Source:  LSN Law & Courts Vol. 3 No. 59,  09/07/2009

Writing the book on citing unpublished and non-precedential opinions

Today’s mail brought Volume 10, Issue # 1 (Spring 2009) of The Journal of Appellate Practice and Procedure.  This issue contains Professor David R. Cleveland’s book-length (116 pages) article “Overturning the Last Stone: The Final Step in Returning Precedential Status to All Opinions.”

The Foreword to the issue notes that “Professor Cleveland’s article about Rule 32.1 follows both Judge Arnold’s famous comment about unpublished opinions, which ran in our second issue, and the series of Anastasoff-related articles that appeared in our Volume 3, Issue 1.”

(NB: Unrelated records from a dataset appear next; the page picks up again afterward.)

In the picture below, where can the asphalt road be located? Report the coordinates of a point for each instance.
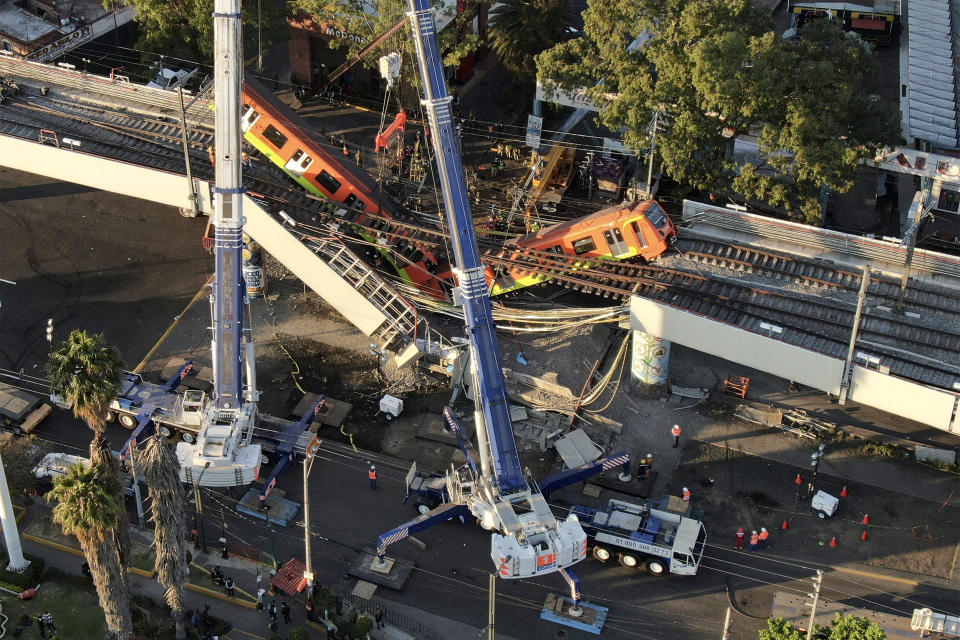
(100, 262)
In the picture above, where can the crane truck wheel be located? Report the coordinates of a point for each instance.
(601, 554)
(656, 567)
(628, 560)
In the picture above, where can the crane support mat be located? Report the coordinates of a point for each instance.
(556, 608)
(282, 511)
(431, 427)
(395, 579)
(200, 378)
(332, 414)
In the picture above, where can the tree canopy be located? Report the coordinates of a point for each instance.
(843, 628)
(520, 29)
(716, 70)
(86, 370)
(371, 18)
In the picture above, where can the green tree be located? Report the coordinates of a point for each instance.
(161, 471)
(87, 507)
(86, 370)
(843, 628)
(369, 19)
(520, 29)
(716, 70)
(185, 28)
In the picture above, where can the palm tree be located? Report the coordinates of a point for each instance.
(86, 370)
(161, 471)
(87, 507)
(520, 29)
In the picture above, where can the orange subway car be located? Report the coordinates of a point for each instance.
(636, 230)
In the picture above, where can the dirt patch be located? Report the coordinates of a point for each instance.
(739, 490)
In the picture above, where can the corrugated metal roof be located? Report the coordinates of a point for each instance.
(930, 75)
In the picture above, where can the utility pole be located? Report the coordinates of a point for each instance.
(311, 454)
(816, 599)
(653, 148)
(8, 520)
(920, 214)
(191, 189)
(848, 366)
(198, 510)
(259, 40)
(136, 485)
(491, 605)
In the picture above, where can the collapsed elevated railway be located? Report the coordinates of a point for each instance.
(810, 300)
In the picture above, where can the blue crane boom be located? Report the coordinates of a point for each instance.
(477, 311)
(528, 539)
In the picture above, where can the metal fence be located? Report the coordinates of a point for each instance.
(402, 621)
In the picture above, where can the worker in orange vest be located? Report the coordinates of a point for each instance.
(739, 538)
(675, 432)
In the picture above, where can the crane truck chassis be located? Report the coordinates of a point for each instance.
(662, 541)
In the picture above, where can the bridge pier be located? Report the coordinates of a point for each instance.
(649, 359)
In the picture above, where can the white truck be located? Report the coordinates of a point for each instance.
(20, 411)
(661, 541)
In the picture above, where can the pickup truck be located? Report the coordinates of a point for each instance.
(20, 411)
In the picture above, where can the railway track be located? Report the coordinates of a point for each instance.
(818, 316)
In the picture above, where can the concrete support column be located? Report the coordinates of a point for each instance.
(8, 520)
(650, 359)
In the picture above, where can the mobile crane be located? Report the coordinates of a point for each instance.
(222, 453)
(529, 540)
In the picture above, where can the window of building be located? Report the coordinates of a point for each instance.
(949, 200)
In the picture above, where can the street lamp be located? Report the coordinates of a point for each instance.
(815, 463)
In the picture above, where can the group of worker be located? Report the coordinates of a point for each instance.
(758, 541)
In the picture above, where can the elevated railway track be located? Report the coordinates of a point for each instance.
(812, 301)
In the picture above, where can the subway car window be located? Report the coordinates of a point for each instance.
(328, 182)
(639, 232)
(273, 135)
(583, 245)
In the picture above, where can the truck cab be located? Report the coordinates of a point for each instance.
(661, 541)
(20, 411)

Professor’s Cleveland first posted this piece to the Legal Scholarship Network as a working paper, which can be found here, with this abstract:

In the mid-1970s, the federal judiciary fundamentally changed the nature of precedent in the United States federal courts. It did so quickly and quietly: first, by issuing decisions as unpublished and not citeable, and then, by denying these decisions precedential status. Every opinion issued in this fashion deprives the law of a valuable precedent and ignores common legal conceptions of how our law works. While the recently enacted Federal Rule of Appellate Procedure 32.1 restores the ability to cite to these decisions, it does nothing to address the more critical issue of whether these decisions can be denied precedential weight, and even if so, whether they ought to be denied such value. This Article advocates a return to full precedential status for all federal court decisions based on Constitutional and community-based principles. Publication limits and citation bans have fallen away in light of modern technology and jurisprudential concerns. The related practice of issuing non-precedential opinions should likewise be ended. The practice is outdated at best and constitutionally infirm at worst. Moreover, it flies in the face of American legal and lay concepts of how our justice system works. Quite simply, the federal courts ought to recognize that they are bound by what they have done in the past and that they must apply, distinguish, or overrule those precedents rather than simply ignoring them.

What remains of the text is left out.